DAILP Ingest is a tool that reads Cherokee data from a set of spreadsheets and makes HTTP calls to upload those data to an Online Linguistic Database (OLD) instance.
Clone the source from GitHub:
$ git clone https://github.com/dativebase/dailp-ingest-clj.git
Using Leiningen, create the standalone .jar file:
$ lein uberjar
Note: you must have Leiningen and Clojure installed.
To ingest the data from the DAILP Google Sheet sources to a specific OLD instance, supply a valid OLD instance's URL, username and password:
$ java -jar target/uberjar/dailp-ingest-clj-0.1.0-SNAPSHOT-standalone.jar \ https://some.domain.com/path/to/old/instance/ \ someusername \ somepassword
For example, if you are running a local OLD instance using the DativeBase Docker Compose deployment method, then the following will probably work:
$ java -jar target/uberjar/dailp-ingest-clj-0.1.0-SNAPSHOT-standalone.jar \ http://127.0.0.1:61001/old/ \ admin \ adminA_1
Alternatively, use lein run:
$ lein run \ https://some.domain.com/path/to/old/instance/ \ someusername \ somepassword
Note: this ingest script requires that you have read access to the Google Sheet files listed below.
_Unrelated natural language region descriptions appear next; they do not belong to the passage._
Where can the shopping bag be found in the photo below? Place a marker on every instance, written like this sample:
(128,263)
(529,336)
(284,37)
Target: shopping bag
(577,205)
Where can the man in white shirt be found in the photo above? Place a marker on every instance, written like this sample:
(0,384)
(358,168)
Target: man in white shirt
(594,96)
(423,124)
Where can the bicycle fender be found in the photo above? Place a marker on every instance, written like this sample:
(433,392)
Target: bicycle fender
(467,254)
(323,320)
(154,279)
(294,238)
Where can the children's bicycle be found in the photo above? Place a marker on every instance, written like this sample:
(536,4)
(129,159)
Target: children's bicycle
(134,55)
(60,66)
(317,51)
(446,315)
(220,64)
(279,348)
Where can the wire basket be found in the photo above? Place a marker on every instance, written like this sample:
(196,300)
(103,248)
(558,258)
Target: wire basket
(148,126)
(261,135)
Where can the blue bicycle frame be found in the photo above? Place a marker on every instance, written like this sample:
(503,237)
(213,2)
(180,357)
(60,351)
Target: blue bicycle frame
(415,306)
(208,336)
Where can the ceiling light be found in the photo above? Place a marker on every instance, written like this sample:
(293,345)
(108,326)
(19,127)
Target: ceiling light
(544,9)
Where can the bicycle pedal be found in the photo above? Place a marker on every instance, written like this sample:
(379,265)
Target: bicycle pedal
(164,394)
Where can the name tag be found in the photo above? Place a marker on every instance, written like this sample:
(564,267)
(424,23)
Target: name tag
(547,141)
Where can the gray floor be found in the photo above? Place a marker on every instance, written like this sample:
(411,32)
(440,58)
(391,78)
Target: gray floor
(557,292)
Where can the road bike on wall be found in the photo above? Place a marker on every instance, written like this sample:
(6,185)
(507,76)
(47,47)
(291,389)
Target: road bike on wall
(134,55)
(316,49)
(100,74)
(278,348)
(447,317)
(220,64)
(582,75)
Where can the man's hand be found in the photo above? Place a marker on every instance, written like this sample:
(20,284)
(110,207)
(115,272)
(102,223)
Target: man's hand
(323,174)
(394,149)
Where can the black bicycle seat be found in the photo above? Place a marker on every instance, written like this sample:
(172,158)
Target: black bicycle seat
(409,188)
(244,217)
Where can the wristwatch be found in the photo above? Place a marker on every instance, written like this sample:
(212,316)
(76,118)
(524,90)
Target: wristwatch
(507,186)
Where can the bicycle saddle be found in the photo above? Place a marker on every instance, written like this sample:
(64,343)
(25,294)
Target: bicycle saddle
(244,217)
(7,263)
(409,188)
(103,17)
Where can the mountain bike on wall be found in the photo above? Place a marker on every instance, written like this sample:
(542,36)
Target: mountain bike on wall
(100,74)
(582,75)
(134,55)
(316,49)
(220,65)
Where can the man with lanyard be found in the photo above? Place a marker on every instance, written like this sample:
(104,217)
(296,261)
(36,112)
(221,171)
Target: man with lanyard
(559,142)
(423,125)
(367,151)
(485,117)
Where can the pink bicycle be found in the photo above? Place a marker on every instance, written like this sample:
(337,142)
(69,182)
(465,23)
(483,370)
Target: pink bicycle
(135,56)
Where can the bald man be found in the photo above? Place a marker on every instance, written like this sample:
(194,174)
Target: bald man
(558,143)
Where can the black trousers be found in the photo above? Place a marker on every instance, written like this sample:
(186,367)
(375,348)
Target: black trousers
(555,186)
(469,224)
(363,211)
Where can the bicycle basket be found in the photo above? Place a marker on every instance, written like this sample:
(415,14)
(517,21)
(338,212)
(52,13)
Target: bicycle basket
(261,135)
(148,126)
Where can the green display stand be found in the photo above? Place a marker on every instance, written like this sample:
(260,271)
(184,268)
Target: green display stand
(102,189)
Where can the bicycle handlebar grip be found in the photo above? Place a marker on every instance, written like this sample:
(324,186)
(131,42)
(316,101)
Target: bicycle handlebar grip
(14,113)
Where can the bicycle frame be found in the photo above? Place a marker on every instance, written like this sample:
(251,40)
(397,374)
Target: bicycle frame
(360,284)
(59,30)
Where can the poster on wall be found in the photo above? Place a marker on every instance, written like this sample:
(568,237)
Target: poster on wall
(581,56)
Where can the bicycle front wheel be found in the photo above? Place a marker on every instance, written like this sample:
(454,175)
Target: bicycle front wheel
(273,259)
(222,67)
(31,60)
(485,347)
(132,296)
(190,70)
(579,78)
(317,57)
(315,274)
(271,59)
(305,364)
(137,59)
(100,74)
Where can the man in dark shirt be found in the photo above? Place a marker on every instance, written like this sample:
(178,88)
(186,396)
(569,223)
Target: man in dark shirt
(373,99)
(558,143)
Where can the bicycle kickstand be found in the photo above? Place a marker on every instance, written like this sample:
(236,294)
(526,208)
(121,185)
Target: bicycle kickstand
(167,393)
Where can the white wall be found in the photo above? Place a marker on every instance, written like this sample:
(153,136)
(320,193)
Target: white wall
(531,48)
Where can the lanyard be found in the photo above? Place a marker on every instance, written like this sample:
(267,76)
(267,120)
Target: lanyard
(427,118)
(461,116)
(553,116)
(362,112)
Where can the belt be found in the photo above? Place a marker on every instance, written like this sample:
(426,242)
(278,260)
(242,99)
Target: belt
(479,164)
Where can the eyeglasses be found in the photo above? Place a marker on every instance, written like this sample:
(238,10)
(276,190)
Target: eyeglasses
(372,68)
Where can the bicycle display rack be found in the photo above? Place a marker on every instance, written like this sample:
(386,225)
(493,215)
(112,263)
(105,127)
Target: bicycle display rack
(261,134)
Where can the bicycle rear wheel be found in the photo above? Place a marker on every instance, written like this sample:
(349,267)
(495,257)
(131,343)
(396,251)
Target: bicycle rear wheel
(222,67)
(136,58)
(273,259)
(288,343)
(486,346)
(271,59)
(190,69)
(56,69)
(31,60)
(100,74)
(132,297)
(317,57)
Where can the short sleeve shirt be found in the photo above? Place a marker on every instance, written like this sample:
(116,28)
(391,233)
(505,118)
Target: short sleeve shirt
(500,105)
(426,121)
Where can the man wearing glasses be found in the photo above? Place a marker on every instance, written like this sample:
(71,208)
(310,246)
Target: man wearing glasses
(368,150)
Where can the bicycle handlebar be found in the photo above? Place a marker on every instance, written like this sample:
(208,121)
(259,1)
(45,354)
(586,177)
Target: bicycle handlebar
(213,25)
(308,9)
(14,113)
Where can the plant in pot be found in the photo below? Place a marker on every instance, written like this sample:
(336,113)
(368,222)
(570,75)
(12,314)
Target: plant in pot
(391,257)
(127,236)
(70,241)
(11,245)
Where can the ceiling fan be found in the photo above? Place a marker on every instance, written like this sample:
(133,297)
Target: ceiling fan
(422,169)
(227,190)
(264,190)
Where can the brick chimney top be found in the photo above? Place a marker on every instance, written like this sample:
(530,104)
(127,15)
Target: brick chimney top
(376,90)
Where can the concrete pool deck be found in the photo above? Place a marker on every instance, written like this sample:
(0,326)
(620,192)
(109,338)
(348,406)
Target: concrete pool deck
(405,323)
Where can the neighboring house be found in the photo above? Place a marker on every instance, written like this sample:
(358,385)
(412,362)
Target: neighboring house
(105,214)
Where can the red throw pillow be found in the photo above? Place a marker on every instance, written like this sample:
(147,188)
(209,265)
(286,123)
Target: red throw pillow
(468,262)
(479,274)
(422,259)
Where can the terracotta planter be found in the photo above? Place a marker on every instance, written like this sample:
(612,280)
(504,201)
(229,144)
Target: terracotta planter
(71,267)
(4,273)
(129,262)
- Functional morphemes:- Tags (DONE): https://docs.google.com/spreadsheets/d/1eEk3JP2WTkP8BBShBHURrripKPredy-sCutQMiGfVmo/edit#gid=0."
- Orthographic Inventories (DONE): https://docs.google.com/spreadsheets/d/16Dfq04tCSP0kuqBdMX1R3DHJ7kB6RJ3Uy7-ufN-Y_w8/edit#gid=886203972
- Syntactic Categories (DONE): https://docs.google.com/spreadsheets/d/159i_Cygdqsnp55QBzqJu7eozxsNEiVIiXhwEzls3q7g/edit?usp=sharing."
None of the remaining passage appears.